Instance 6: RA estimated by teffects
. teffects ra (bweight bn.medu2#ibn.fbaby#ibn.mmarried, noconstant) (mbsmoke)
Iteration 0: EE criterion = 2.010e-25
Iteration 1: EE criterion = 5.818e-26
Therapy-effects estimation Variety of obs = 4,642
Estimator : regression adjustment
Final result mannequin : linear
Therapy mannequin: none
------------------------------------------------------------------------------
| Strong
bweight | Coef. Std. Err. z P>|z| [95% Conf. Interval]
-------------+----------------------------------------------------------------
ATE |
mbsmoke |
(smoker |
vs |
nonsmoker) | -227.3809 26.73625 -8.50 0.000 -279.783 -174.9788
-------------+----------------------------------------------------------------
POmean |
mbsmoke |
nonsmoker | 3402.793 9.59059 354.81 0.000 3383.995 3421.59
------------------------------------------------------------------------------
The usual errors are asymptotically equal however differ in finite samples as a result of teffects does alter for the variety of parameters estimated within the regression, as regress does.
Completed and undone
I illustrated that actual matching on discrete covariates is similar as RA with absolutely interacted discrete covariates. Key to each strategies is that the covariates are the truth is discrete. If some collapsing of classes is carried out as above, or if a discrete covariate is fashioned by slicing up a steady covariate, all the outcomes require that this combining step be carried out accurately.

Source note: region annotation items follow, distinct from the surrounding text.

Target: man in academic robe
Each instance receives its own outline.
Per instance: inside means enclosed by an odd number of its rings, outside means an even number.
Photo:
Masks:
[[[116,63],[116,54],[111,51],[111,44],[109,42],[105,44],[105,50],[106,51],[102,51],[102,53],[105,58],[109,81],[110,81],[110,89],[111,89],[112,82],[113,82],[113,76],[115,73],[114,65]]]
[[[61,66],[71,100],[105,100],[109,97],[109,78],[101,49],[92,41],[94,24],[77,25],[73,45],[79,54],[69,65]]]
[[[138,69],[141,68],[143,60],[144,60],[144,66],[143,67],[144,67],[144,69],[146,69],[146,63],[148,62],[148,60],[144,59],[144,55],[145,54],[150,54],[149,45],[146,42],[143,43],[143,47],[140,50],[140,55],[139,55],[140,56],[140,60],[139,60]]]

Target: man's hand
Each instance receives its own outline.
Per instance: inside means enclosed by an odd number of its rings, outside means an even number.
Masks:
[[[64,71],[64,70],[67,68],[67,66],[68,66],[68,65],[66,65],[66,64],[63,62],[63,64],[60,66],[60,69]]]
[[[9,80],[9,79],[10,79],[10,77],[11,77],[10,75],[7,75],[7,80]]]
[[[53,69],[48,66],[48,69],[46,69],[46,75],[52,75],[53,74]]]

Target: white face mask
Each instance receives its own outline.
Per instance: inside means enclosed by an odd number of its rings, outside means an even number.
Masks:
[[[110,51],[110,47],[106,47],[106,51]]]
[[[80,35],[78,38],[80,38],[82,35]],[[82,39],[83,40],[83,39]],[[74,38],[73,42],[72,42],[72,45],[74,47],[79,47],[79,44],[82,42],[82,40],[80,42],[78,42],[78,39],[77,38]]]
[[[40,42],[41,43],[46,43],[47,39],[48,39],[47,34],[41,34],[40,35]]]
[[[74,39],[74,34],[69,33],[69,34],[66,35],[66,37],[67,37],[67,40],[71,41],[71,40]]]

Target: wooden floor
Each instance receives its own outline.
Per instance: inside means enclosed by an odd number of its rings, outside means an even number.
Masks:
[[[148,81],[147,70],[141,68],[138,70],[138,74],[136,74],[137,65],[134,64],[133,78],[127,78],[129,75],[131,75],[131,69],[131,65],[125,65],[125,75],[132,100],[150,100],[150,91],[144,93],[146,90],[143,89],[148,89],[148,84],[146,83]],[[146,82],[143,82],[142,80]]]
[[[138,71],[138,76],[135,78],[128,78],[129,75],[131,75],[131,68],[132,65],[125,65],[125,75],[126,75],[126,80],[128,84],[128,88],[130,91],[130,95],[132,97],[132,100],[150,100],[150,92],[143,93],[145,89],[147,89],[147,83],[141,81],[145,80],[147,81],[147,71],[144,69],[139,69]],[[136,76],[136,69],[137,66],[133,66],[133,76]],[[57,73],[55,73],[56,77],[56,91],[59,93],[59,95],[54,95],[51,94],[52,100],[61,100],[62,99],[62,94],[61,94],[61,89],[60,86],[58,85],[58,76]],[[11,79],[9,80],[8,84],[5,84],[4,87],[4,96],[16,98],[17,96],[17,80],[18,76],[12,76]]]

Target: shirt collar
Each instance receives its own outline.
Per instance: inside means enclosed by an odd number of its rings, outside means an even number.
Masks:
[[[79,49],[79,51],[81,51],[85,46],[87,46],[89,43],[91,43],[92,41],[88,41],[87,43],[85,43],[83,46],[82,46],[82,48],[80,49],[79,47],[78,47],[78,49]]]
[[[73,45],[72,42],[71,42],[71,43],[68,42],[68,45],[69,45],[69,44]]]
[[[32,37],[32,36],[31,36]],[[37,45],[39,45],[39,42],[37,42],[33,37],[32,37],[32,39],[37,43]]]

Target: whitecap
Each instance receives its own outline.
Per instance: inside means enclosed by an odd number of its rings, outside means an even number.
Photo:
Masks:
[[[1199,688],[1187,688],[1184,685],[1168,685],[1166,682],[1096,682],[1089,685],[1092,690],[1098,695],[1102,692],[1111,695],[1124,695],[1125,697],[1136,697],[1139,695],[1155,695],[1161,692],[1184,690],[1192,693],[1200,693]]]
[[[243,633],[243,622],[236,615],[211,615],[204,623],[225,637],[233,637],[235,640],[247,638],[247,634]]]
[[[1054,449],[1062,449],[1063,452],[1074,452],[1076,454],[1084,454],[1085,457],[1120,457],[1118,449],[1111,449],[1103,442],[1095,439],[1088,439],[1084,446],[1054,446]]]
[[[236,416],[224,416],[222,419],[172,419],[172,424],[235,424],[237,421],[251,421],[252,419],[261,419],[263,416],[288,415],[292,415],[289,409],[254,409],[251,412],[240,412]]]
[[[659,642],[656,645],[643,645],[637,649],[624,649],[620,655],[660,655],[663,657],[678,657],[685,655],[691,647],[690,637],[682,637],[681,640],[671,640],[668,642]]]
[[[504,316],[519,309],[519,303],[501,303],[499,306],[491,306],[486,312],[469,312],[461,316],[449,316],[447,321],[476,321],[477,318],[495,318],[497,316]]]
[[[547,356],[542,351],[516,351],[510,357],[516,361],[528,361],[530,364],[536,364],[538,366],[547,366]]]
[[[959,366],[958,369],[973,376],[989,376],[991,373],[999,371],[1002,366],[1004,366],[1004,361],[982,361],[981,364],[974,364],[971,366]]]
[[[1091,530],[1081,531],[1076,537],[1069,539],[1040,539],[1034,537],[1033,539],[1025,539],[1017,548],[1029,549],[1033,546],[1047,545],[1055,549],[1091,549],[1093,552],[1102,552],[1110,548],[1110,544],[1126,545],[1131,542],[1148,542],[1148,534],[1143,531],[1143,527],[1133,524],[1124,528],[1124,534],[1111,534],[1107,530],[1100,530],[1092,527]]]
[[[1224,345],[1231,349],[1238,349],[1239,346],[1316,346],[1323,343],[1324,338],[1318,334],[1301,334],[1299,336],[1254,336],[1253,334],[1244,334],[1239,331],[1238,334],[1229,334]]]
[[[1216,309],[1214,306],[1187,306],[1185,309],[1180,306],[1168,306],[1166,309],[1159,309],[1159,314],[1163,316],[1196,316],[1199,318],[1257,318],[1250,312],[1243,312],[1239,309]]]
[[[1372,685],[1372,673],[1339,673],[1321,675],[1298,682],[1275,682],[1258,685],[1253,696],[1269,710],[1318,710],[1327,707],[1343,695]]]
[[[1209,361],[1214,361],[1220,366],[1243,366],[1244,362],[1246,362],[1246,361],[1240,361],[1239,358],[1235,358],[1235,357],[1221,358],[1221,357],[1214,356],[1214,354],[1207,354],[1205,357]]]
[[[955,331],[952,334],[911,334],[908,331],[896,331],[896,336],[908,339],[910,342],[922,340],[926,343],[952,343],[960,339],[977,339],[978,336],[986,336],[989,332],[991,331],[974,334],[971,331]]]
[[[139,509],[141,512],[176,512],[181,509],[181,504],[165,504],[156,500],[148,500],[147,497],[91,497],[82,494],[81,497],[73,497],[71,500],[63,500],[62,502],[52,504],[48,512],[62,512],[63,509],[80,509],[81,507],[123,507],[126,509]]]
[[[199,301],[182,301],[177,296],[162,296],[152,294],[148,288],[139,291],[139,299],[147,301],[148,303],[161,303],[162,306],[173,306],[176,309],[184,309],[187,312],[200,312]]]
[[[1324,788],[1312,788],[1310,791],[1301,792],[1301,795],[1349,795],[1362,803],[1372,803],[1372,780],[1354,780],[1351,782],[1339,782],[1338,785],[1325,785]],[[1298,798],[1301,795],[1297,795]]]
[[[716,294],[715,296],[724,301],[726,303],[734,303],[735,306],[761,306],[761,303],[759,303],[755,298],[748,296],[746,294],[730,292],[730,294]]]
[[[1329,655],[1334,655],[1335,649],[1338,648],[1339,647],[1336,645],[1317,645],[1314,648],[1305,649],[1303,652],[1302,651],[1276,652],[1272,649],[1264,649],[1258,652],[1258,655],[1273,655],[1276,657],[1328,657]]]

Precise matching on discrete covariates and RA with absolutely interacted discrete covariates carry out the identical nonparametric estimation. Collapsing classes or slicing up discrete covariates performs the identical operate as a bandwidth in nonparametric kernel regression; it determines which observations are comparable with one another. Simply as with kernel regression, the bandwidth have to be correctly chosen to acquire constant estimates.
References
Cattaneo, M. 2010. Effcient semiparametric estimation of multi-valued therapy results beneath ignorability. Journal of Econometrics 155: 138–154.
Wooldridge, J. M. 2010. Econometric Evaluation of Cross Part and Panel Knowledge. 2nd ed. Cambridge, Massachusetts: MIT Press.